C’est l’idée qu’énonçait Benoît XVI le mercredi 30 août 2011 lors d’une audience :

L’art est capable, disait-il, d’exprimer et de rendre visible le besoin de l’homme d’aller au-delà de ce qui se voit, il manifeste la soif et la recherche de l’infini. Une œuvre d’art peut ouvrir les yeux de l’esprit et du cœur en nous élevant vers le haut.

Surtout, pensons-nous, quand il s’agit d’un artiste comme Charles Péguy, qui tire son inspiration de la tradition chrétienne elle-même. Voyons un peu comment.

Charles PéguyCharles Péguy est né le 7 janvier 1873 à Orléans, ville jadis libérée par Jeanne d’Arc. Il n’a pratiquement pas connu son père décédé quelques mois après sa naissance. Ce qui fait qu’il a été élevé par sa grand-mère et par sa mère devenue chef de famille, rempailleuse de chaise par nécessité.

Il connaît une école primaire et secondaire de qualité, rappel de la France ancienne dans ce qu’elle a de meilleur. Il est premier de classe à répétition. Grâce à une bourse d’études, il quitte Orléans pour conquérir le baccalauréat à Sceaux en 1891.

Il s’éloigne alors de la pratique religieuse, fait son service militaire en 1892-93 et s’inscrit à l’École normale supérieure pour devenir professeur. Il s’intéresse à la politique, adhère au parti socialiste et rêve d’une société égalitaire, où règnent l’amour et la fraternité.

Il collabore à différentes revues, travaille avec son ami Pierre Beaudoin à la rédaction de Jeanne d’Arc, une pièce en trois actes qui paraît en décembre 1897, malheureusement en l’absence de son co-auteur décédé depuis peu. Péguy venait d’épouser civilement le 28 octobre 1897 Françoise Beaudoin, la sœur de son ami. Elle lui donnera quatre enfants : Marcel (1898-1972), Germaine (1901-1979), Pierre (1903-1941) et Charles-Pierre (1915-2005).

En 1900, il ouvre un comptoir à Paris, 8 rue de la Sorbonne, et crée Les Cahiers de la quinzaine, revue qui fera de lui un professionnel de l’édition plutôt qu’un enseignant. Il y publiera ses œuvres et celles d’auteurs alors peu connus :  Romain Rolland, Casimir Perier, Georges Sorel, Julien Banda, Daniel Haléry, etc. Tirée à plus ou moins 1300 exemplaires, cette revue paraîtra de façon irrégulière tout au long des années pour un total de 229 cahiers en 14 ans. Il y fait œuvre d’essayiste, d’une sensibilité extrême, capable d’exaltation quasi mystique comme de rudesse et d’intransigeance. La poésie, déjà présente dans sa prose, finira par prendre beaucoup de place dans son œuvre.
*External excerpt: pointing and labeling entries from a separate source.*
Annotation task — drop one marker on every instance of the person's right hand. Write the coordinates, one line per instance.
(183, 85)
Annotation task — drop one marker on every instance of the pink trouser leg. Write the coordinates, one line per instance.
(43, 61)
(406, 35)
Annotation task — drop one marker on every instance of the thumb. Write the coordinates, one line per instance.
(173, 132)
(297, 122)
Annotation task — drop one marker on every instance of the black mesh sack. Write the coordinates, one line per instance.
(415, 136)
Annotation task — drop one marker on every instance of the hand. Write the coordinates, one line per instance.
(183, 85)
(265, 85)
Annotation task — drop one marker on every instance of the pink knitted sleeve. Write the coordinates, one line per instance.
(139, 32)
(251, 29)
Il se dissocie assez tôt du parti socialiste et critique même le parti catholique jugé trop bourgeois, éloigné du « monde ordinaire ». Il vante les vertus de la France profonde, celle qui a nourri son jeune âge. Pour lui, la France à son meilleur, c’est la France dite « de la chrétienté », illustrée par de grandes figures du passé comme sainte Geneviève, saint Louis, Jeanne d’Arc, Richelieu, etc. Tout cela en opposition à la Renaissance dont le regard, romantique à souhait, magnifie l’homme au point d’en oublier Dieu, maladie qui se répète en plus prononcée au siècle des Lumières et à l’apparition de la modernité au 19e siècle, mise au service du dieu Argent, toujours au détriment des petites gens.

Autour de 1908, il renoue avec la foi de son enfance et révèle à qui veut l’entendre son retour à Dieu. Il obtient de sa femme qui n’est pas croyante le baptême de ses enfants. Dans cette foulée naissent les plus célèbres de ses écrits, abonnés à la pure poésie :  Le Porche du mystère de la deuxième vertu (1912), par exemple, ou encore La Tapisserie de sainte Geneviève et de Jeanne d’Arc (1913). La plus connue de ses envolées lyriques, c’est sans doute la Présentation de la Beauce à Notre-Dame de Chartres, tirée de la Tapisserie de Notre-Dame publiée en 1913. Il s’agit d’une suite de 88 quatrains (352 vers de 12 pieds) inspirée d’épisodes de sa vie où il a dû parcourir à pied les 144 km qui le séparaient de la cathédrale de Chartres.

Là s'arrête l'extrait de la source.